The admins are trusted and assumed to act in the best interest of the protocol. Therefore, if there is a big grant, I believe it's their responsibility to choose the best path with sufficient liquidity. In that way, they will implement a collector with appropriate swap path and at this point it doesn't matter if they deposit to the reward router or the collector directly.

Moreover, the admins are able to either mint any amount of the alTokens to themselves to provide sufficient liquidity.

But, the main reason is that it's TRUSTED admin's responsibility to ensure that if they win the grant, their collector's swap route is appropriate and will not cause reverts or high slippage.

Decision is to invalidate the report.

[xiaoming9090]

@WangSecurity

The admins are trusted and assumed to act in the best interest of the protocol. Therefore, if there is a big grant, I believe it's their responsibility to choose the best path with sufficient liquidity. In that way, they will implement a collector with appropriate swap path and at this point it doesn't matter if they deposit to the reward router or the collector directly.

The protocol team can ensure that the Velodrome pool has sufficient liquidity (e.g., sufficient alTokens) during development and deployment. However, the protocol team cannot ensure that there will be sufficient liquidity in the Velodrome after the deployment of the collector because the market is fluid, and the Velodrome pool is not controllable by the protocol team.

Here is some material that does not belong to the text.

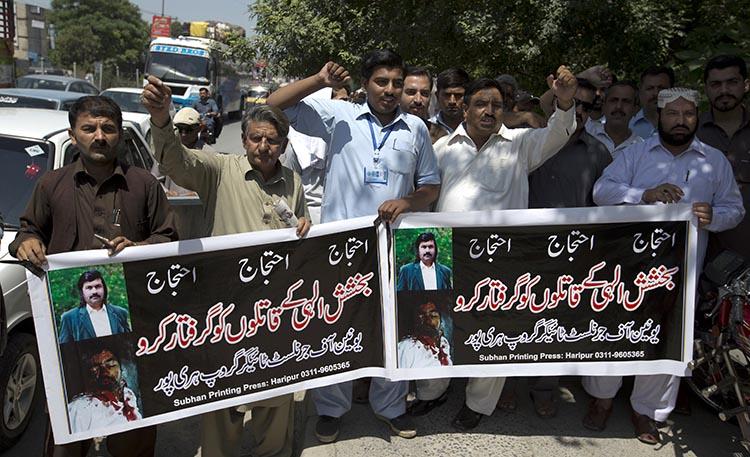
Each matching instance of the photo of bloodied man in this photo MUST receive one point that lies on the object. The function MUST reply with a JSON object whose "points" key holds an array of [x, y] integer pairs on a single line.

Anyone can trade on the Velodrome pool at any point in time. It is possible that someone might have already performed a swap using the Velodrome pool (OP/alTokens), unintentionally or with malicious intent, leaving insufficient alTokens available for the collector to execute the swap when the grants arrived (reach to contract). The sending of grants to the protocol and executing the swap are often not atomic and are not done within a single transaction. As such, within the timeframe where the grants are sent and the swap executed, there is a risk that this issue will happen.

In addition, the issue of bad slippage is not addressed. No one can guarantee that the slippage in the pool remains low forever. The slippage can go up or down depending on the trading activity in the Velodrome pool and is not controllable by the protocol. When the slippage becomes high, the protocol is forced to accept the bad slippage, leading to a loss (mentioned in the report) because there is no option for the protocol to update the hardcoded swap path or extracted the stuck OP from the collector.

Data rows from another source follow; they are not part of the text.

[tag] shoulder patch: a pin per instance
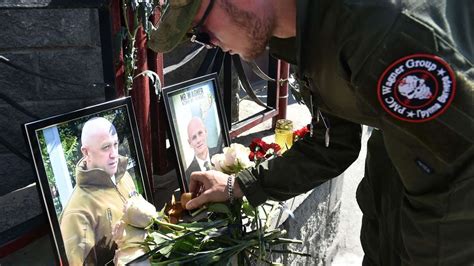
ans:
(417, 88)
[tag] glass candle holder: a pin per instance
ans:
(284, 134)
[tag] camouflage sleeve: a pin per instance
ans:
(306, 165)
(78, 237)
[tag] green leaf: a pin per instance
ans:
(220, 208)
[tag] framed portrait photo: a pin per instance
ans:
(88, 163)
(197, 121)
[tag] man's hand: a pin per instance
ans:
(210, 186)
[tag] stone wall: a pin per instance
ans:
(315, 222)
(58, 43)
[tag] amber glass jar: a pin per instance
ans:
(284, 133)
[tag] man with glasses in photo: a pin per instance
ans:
(403, 67)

Moreover, the admins are able to either mint any amount of the alTokens to themselves to provide sufficient liquidity.

This is not a valid mitigation or the right approach to the problem. This will increase the total supply of alTokens, which in turn will decrease the alToken's value. This will lead to a loss for the existing alTokens holders or the wider ecosystem that relies on alTokens to transact.

[WangSecurity]

Thank you for this comments. But, as per the comment you've sent before here that it's the rewards + tokens sent from grants.

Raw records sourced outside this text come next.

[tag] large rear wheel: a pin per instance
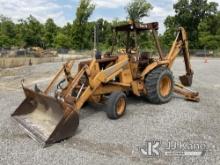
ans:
(159, 84)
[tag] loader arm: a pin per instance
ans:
(102, 77)
(181, 44)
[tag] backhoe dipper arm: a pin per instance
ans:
(181, 43)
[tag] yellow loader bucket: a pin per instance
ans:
(46, 119)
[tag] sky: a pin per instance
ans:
(63, 11)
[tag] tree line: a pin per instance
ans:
(200, 18)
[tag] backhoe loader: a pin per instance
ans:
(50, 118)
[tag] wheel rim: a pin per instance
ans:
(120, 106)
(165, 86)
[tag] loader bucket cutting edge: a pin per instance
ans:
(45, 119)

And let's take a look at comments in the Reward Router at L34 and L36. As I understand them, it is the vault who gets the grants, then they're sent to the collector, swapped and distributed. And I believe it explains the comment in the collector that the reward tokens and tokens from grants are sent to the collector from the vault and then distributed (the main reasoning is that in the reward router it says "If vault is set to receive rewards from grants", hence, it's the vault who receives the grant, not the collector). I agree that the comment in the collector is ambiguous and tricky, but still I believe it's the correct behaviour that the grants are sent into vaults rather than the collector.

In that sense, the reverts of claimAndDonateRewards will lead to funds remain in the vault. Therefore, to mitigate the issue when there is no liquidity we can 1) make a new collector with better path (since the funds are in the vault, 2) decrease the reward amount using setRewardAmount and gradually distribute portions of rewards (while this still can trigger slippage and alTokens value will differ with each iteration, other paths can be used via different collectors).

@xiaoming9090 do you agree with the assumptions in the second paragraph (about vaults and where the grants are sent) or there is something I miss?